Presenting results that showed a seventh straight quarter of underlying sales growth, Chief Executive David Potts said it is making progress in its supermarkets and beyond.
Morrisons, which is based in Bradford, northern England, is turning around the performance of its over 500 UK supermarkets while also trying to build a broader business by pursuing capital-light opportunities in online and wholesale markets.
That plan has driven a 27 percent rise in the company’s shares over the past year, making it one of the most expensive stocks in the sector on a price/earnings (PE) basis.
The shares were down 5 percent at 232 pence by 1042 GMT, with some analysts expressing disappointment that like-for-like sales had risen only 2.6 percent from the second quarter.
“The market may feel a little underwhelmed by the lack of clearer targets on the ‘self-help’ opportunity,” added analysts at UBS, which has a “neutral” rating on the stock.
A former executive at market leader Tesco, Potts joined Morrisons in 2015 tasked with leading a recovery after Morrisons had been badly hurt by the rise of German discounters Aldi and Lidl in its northern England heartland and mis-steps by previous management.
He has delivered a steady improvement in trading, helped by more competitive prices, improved product ranges and availability as well as better customer service.
Potts has also overhauled the company’s online strategy through a renegotiated agreement with distributor Ocado and struck wholesale supply deals with Amazon and the McColl’s convenience chain.
“So far, so good,” Potts said of the turnaround.
“We’re holding our own as we fix our supermarket business and then look ahead to growing into bigger markets,” he told reporters.
Morrisons, which trails Tesco, Sainsbury’s and Wal-Mart’s Asda in annual sales, made an underlying pretax profit of 177 million pounds ($234 million) in the six months to July 30, in line with analysts’ expectations and up nearly 13 percent from the same period last year.
Prior to Thursday’s update, analysts’ average forecast for 2017/18 pretax profit was 371 million pounds, up 10 percent from the previous year’s result but still a long way from the heady 935 million pound profit achieved in 2011/12.
Potts said that 3.9 percent more shoppers visited Morrisons in the six-month period, with turnover up 4.8 percent at 8.42 billion pounds.
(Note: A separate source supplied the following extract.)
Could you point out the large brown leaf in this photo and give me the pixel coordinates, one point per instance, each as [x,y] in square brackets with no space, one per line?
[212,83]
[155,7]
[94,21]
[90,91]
Morrisons increased its “medium term” target for incremental profit from wholesale, services, interest and online operations to between 75 million pounds and 125 million pounds, from 50-100 million pounds previously.
The group forecast total wholesale sales to all its partners would exceed 700 million pounds by the end of 2018 and more than 1 billion pounds “in due course”.
Potts said that Morrisons is “learning to manage” inflation as imported food prices are driven higher by a weaker pound.
“If we look out past the end of this year I think we can start to see it unwind and we should start to see it taper down,” he said.
Morrisons also cut net debt to 932 million pounds — below its 1 billion pound year-end target — and raised its interim dividend 5.1 percent to 1.66 pence.